Concentration tells the same story the coverage does — a regional basket versus a US-led global one:
| Ticker | Name | Weight |
|---|---|---|
| ASML | ASML Holding NV | 3.78% |
| AZN | AstraZeneca PLC | 2.27% |
| NVS | Novartis AG | 2.16% |
| HSBC | HSBC Holdings PLC | 2.08% |
| RHHBY | Roche Holding AG | 2.08% |
| Ticker | Name | Weight |
|---|---|---|
| NVDA | NVIDIA Corp | 5.30% |
| AAPL | Apple Inc | 4.67% |
| MSFT | Microsoft Corp | 3.27% |
| AMZN | Amazon.com Inc | 2.51% |
| GOOGL | Alphabet Inc Class A | 2.09% |
IMEU's top ten come to about 21% of the fund and are pure European large-cap — ASML at 3.78% on top, then healthcare (AstraZeneca, Novartis, Roche), banks (HSBC), energy (Shell, TotalEnergies) and staples (Nestlé). Not a single US name. IWDA's top ten sit at 25.2% and are entirely American mega-cap tech and finance. Same wrapper, opposite bets on where the next decade's returns come from.
Who each one is for
Buy IWDA if you want a global one-fund developed-market core and you're done. It's the default for a reason: one instrument, the whole developed world at market weight, no regional call to defend. The only caveat is that it holds no emerging markets — if that bothers you, that's a VWCE vs IWDA decision, not an IMEU one.
Buy IMEU only as a satellite — a deliberate Europe tilt on top of a global core.
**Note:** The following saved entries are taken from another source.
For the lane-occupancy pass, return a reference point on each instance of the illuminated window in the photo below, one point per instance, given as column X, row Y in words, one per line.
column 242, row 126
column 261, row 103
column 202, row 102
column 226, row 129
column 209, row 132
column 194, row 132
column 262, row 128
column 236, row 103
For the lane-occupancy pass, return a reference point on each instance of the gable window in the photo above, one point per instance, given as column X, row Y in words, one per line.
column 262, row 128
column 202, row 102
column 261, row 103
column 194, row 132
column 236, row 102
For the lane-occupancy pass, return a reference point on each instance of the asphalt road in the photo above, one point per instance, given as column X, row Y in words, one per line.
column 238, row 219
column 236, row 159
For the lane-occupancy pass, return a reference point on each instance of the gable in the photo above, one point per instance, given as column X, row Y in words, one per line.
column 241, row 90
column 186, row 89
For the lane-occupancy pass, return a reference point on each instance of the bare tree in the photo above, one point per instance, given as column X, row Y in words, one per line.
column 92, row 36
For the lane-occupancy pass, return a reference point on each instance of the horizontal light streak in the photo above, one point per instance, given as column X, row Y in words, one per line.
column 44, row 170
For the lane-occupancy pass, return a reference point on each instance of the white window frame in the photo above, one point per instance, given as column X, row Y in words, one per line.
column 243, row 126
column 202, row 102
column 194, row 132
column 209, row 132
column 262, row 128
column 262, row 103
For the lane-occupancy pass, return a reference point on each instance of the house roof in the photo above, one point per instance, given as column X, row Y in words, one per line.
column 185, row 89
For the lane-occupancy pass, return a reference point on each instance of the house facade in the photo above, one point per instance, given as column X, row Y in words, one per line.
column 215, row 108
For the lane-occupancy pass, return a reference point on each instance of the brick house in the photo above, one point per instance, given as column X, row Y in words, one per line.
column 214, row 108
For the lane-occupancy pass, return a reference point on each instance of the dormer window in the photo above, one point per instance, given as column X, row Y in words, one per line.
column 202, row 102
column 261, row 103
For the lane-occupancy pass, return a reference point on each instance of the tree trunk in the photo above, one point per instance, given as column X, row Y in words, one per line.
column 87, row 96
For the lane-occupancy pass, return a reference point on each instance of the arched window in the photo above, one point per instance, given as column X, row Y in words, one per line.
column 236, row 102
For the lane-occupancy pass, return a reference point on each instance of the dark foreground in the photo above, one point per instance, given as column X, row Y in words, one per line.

The single honest reason to hold it is a specific view that European large-caps will outperform global market weight, or a wish to correct the home bias the other way: dialling up Europe because you think IWDA's 70% US weighting is too much of a bet on America. That's a real position. Holding IMEU as your core, with no global fund underneath, is not — you'd be excluding roughly 80% of the developed world for no reason you could name. There's no third sensible use.